Hunt also repeated an oft-used attack line about how Labour plans to fund a proposed £28 billion ($36 billion) of annual investment in net zero by the end of the next Parliament.

The message to international businesses from both the Tories and Labour was similar: we want to help you invest in Britain. But senior figures attending Davos said Reeves and Starmer still have questions to answer over policies, and they want Labour’s openness to business to continue.

“We were asked one question at a breakfast meeting yesterday - someone said ‘we just want you to promise you’ll be as good if you form the government as you are with this kind of engagement in opposition’,” Reynolds said. He also told Bloomberg that helping business to thrive was key to Labour’s aims of being able to invest in public services.

“We see not just the economic agenda of the future Labour government, but the whole policy agenda as being contingent on increasing business investment, better productivity, better growth,” he said.

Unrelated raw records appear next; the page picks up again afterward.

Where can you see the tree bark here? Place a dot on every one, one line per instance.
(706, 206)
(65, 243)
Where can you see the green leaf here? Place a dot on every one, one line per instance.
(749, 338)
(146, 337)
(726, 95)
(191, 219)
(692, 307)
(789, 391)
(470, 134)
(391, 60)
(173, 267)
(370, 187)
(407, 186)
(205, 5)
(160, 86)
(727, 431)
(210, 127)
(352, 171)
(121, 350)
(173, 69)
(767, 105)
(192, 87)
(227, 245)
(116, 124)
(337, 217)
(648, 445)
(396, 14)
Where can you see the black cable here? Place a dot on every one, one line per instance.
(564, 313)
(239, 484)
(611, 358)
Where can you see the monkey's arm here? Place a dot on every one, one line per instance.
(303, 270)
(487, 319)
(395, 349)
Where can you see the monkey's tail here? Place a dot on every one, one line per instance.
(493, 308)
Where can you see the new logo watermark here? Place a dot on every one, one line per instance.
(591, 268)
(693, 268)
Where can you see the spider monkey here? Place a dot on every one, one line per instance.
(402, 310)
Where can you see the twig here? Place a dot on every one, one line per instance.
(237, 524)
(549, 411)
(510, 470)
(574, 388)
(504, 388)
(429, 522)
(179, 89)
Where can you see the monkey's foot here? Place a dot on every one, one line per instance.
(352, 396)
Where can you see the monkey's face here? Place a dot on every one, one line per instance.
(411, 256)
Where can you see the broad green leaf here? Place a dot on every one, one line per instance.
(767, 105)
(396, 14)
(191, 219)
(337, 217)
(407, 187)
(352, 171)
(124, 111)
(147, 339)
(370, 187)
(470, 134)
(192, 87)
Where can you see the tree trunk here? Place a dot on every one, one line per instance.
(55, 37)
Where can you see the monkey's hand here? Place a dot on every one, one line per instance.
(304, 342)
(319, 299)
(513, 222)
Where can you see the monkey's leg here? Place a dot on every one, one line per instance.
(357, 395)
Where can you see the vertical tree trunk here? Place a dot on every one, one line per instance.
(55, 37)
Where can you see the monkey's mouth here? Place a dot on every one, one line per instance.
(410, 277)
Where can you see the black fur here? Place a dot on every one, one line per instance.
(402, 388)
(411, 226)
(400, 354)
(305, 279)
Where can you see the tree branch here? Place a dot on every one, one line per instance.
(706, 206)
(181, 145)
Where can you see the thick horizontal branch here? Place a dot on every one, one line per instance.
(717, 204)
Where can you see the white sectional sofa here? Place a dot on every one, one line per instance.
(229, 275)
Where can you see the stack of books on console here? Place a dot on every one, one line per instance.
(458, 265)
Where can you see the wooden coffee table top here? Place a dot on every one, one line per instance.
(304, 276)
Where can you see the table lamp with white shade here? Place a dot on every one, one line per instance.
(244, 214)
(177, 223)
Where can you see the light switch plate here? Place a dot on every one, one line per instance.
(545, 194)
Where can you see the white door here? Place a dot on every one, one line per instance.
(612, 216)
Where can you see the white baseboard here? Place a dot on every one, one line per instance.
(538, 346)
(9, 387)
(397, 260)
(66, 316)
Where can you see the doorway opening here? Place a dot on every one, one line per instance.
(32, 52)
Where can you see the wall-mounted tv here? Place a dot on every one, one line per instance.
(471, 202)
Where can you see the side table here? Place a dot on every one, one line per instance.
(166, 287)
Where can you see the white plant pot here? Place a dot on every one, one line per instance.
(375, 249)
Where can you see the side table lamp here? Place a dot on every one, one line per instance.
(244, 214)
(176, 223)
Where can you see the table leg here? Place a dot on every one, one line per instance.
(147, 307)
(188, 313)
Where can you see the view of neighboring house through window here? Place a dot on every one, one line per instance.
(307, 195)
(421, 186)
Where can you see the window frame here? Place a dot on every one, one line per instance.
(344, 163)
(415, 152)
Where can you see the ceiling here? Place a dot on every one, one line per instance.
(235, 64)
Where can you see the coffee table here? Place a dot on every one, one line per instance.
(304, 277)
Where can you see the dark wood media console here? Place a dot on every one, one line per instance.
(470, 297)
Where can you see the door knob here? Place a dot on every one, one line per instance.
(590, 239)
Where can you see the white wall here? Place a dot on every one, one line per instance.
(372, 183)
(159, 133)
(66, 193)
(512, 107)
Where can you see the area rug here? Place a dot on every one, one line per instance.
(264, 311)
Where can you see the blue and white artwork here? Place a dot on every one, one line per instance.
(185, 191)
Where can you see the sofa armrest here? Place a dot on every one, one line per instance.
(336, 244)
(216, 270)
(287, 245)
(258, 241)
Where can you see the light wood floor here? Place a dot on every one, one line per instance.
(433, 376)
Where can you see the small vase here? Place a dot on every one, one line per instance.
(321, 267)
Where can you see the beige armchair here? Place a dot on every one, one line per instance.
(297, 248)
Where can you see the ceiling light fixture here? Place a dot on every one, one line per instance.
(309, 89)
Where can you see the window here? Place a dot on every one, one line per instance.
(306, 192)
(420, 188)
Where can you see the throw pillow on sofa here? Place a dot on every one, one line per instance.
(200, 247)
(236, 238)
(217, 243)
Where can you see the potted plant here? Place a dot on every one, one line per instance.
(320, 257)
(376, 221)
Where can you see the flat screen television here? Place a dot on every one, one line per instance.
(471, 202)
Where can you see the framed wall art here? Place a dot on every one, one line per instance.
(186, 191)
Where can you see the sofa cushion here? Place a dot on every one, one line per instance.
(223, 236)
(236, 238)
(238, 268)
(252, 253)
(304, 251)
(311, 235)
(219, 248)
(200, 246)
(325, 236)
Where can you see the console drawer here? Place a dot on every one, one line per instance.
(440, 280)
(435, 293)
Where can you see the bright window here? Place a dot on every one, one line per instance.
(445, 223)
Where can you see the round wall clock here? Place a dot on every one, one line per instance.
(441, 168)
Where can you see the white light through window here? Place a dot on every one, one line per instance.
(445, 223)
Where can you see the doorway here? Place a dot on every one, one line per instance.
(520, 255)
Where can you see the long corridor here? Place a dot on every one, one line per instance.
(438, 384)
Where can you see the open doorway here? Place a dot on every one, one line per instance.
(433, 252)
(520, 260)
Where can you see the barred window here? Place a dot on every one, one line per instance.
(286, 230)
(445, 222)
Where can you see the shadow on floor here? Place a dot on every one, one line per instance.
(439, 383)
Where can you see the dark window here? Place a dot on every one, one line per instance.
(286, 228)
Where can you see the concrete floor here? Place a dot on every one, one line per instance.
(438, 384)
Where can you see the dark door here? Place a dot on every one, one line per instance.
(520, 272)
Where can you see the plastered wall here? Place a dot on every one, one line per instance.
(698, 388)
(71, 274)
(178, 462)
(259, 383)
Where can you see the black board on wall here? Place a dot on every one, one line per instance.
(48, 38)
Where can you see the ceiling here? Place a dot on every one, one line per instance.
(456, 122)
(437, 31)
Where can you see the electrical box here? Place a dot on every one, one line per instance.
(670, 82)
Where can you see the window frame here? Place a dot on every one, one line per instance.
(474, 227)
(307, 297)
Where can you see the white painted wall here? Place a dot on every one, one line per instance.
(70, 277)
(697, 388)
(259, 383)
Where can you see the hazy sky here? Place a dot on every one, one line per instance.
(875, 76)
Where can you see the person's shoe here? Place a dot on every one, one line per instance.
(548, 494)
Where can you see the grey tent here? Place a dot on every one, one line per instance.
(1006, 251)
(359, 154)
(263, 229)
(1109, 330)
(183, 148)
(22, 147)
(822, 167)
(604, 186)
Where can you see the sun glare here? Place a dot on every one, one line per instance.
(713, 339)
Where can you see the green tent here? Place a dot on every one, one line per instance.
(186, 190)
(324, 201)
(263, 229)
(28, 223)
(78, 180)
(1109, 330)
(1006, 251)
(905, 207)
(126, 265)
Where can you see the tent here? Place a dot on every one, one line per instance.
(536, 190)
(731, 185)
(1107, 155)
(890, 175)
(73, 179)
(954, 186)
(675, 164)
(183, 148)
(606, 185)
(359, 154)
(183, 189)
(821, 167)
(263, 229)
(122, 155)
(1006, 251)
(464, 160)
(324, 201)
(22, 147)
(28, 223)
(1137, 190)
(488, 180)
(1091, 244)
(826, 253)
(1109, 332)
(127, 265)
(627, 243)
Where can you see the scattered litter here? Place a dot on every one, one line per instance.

On specific policies, business wants to know exactly how Labour will shape its plans to tax non-doms and what will be included in its reforms of tax on private equity barons, one businessman who has been a Conservative donor said. There is also a lack of clarity in areas such as the levy on banks’ balance sheets, several people said. One international banker, responsible for his institution’s operations in London, said he wanted Labour to sign up to every one of the government’s competitiveness measures such as its Edinburgh Reforms.

But for all the questions, the turnaround in Labour’s relations with business serves to emphasize how far the party has come since suffering its worst electoral defeat in more than eight decades.

As Blaine performed card tricks for Labour’s leading lights in Switzerland, a new YouGov poll in the Times showed the opposition extending its polling lead to 27 points. No party has ever come back from the scale of defeat Labour suffered in 2019 to win the next election. But if the polls are borne out at the ballot box, Labour may just turn illusion into reality.